As if this is the only metric to go by anyway...
I will assume that number is being balanced by the rich being absurdly rich covering up for the poor in this average.
But I have a glimpse on what it's like to live in the US being in the worker class. A family with both parents working (more than on workplace each iirc) getting decent money in theory are able to barely get by paying the absurd rent (of a small modest home btw) + living expenses. And this isn't an isolated case.
Look around at the somewhat lower class.

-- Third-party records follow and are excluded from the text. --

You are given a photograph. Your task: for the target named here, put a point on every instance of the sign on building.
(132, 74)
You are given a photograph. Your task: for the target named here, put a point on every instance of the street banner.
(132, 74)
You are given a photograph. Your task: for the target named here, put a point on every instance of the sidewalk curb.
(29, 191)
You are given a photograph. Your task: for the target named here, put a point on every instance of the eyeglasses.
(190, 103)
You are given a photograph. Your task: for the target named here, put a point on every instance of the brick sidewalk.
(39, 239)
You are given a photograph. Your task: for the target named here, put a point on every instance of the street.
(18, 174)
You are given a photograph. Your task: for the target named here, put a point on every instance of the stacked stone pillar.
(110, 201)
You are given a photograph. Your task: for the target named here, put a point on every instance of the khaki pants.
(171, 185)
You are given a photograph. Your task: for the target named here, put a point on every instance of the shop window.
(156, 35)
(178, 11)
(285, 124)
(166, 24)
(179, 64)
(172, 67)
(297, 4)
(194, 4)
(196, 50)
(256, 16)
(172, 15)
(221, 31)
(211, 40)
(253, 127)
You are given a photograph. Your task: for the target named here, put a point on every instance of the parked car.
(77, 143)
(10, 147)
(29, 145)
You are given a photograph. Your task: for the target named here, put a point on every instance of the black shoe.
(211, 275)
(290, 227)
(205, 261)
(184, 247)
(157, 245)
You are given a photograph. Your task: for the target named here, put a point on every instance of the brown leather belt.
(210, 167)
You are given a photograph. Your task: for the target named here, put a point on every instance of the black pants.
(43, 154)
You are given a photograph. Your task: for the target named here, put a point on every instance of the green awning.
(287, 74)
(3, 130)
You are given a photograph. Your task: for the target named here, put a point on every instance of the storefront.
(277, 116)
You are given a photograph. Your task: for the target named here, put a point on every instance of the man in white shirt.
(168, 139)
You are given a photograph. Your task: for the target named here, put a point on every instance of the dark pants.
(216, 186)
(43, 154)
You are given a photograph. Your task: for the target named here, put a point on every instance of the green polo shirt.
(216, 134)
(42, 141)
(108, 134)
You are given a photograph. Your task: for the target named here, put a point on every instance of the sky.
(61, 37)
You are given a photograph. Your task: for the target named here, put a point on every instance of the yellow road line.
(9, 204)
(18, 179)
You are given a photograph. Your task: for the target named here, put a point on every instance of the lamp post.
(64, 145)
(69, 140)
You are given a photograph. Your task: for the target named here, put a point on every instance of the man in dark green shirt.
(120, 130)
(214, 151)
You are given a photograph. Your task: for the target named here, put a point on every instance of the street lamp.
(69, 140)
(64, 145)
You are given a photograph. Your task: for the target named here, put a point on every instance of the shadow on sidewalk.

You will see poverty. americans live in poverty.
The wage gap between the poor and the rich is gigantic.

meanwhile in a place like, I don't know, Spain, a janitor can sustain themselves, a kid and even buy some nice things for themselves (yet again, this is a case I know of).

@valleyforge @vib then clearly something is wrong, because the poverty i see in working class americans as a scandinavian is absurd

@whiteline @vib are you actually in the US or are you believing random junk on the internet?

@valleyforge @vib i have working class friends in the US (unskilled labor) and they are barely able to make ends meet, where i come from they'd be able to afford a comfortable if limited lifestyle for the equivalent work

on the other hand, those in the middle class (educated professionals with e.g. engineering careers) do seem to have a lot of disposable income

@vib @valleyforge
That and the homeless don't exist to obtain this metric. That's how they getcha when you don't have critical thinking skills. "Why question it when they're telling me what I wanna hear." 🤦🏼‍♀️

@valleyforge @vib
definition of disposable income from the OECD, consistent with Canberra Group standard used in the chart you link: stats.oecd.org/glossary/detail

I had trouble finding a definition of "inter-household cash transfers," which may encompass more than it sounds like, but I don't think it includes income used on consumables or durables and things like health care costs.

also that data is 10 years old

also, medians don't tell even a large part of the story: there are percentiles below and above that halfway point that encompass most people.